The fact is that, under the conservatives, the government didn‘t do very much. And people-now that we say, wait a minute, we want to have the government used to stop these abuses and do other things, they say, gee, we‘re pretty skeptical.
In other words, the conservatives, by their years in power, so discredited the very idea of government, that they created an anti-government feeling...
MATTHEWS: Right.
FRANK: ... ironically, by doing it badly.
And, yes, Democrats are seen as the party that believes that government can be used constructively, from Woodrow Wilson, and FDR, and John Kennedy, and Lyndon Johnson. And the problem is that notion of coming together and using government to solve some of the problems that many were private-sector-caused is unpopular right now.
MATTHEWS: Well, one of great political phrases in Philadelphia is middling somebody. Can you middle these guys, these Republicans, and force them to choose between their anti-big-shot rhetoric and their defense of big shots behind the scenes? Can you force them to choose between their rhetoric and their ideology?
FRANK: I hope so.
(CROSSTALK)
FRANK: I will-I will say, middling makes sense in the Philadelphia context. In fact, middle is the last place you would find any of these Republicans today. If they aren‘t over on the extreme, they get heartburn.
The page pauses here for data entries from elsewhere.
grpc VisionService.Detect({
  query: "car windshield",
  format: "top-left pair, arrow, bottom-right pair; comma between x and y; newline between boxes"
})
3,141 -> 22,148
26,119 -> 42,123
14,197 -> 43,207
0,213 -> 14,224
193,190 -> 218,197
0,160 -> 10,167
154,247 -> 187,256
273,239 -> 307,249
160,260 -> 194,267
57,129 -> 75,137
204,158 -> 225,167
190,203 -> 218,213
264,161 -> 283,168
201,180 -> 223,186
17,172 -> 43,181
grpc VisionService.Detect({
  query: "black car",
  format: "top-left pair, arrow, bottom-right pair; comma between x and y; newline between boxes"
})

It‘s already happened. When we voted in the House in December on financial regulation, the final vote, as you know, is a motion to recommit that the minority, the Republicans, can offer. They don‘t need anybody‘s permission as to how to shape it. They can offer any motion they want.
MATTHEWS: Yes.
FRANK: They offered a motion that would have killed literally every single type of financial reform we have proposed, no consumer protection agency, no restriction on derivatives, no restriction on excessive borrowing so you can be failing, no restriction on the Federal Reserve‘s power to lend money to anybody it wants and give money to anybody it wants.
The problem was, the country wasn‘t looking. When we said we want to give the regulators the power to break at-break up a conglomerate that‘s gotten too big, they unanimously voted no. When we set a consumer agency to protect people on credit cards and overdrafts and these other abuses, pay day lenders, they unanimously voted no. Nobody was looking then.
So the answer is I don‘t think we have to do anything to position them. That‘s where their ideology drives them. And I hope now that this is the focus of attention, that will be the political response.
MATTHEWS: There aren‘t too many Teddy Roosevelts in the Republican party these days. Thank you very much, Congressman Barney Frank, chairman of the Finance Services Committee in the House of Representatives.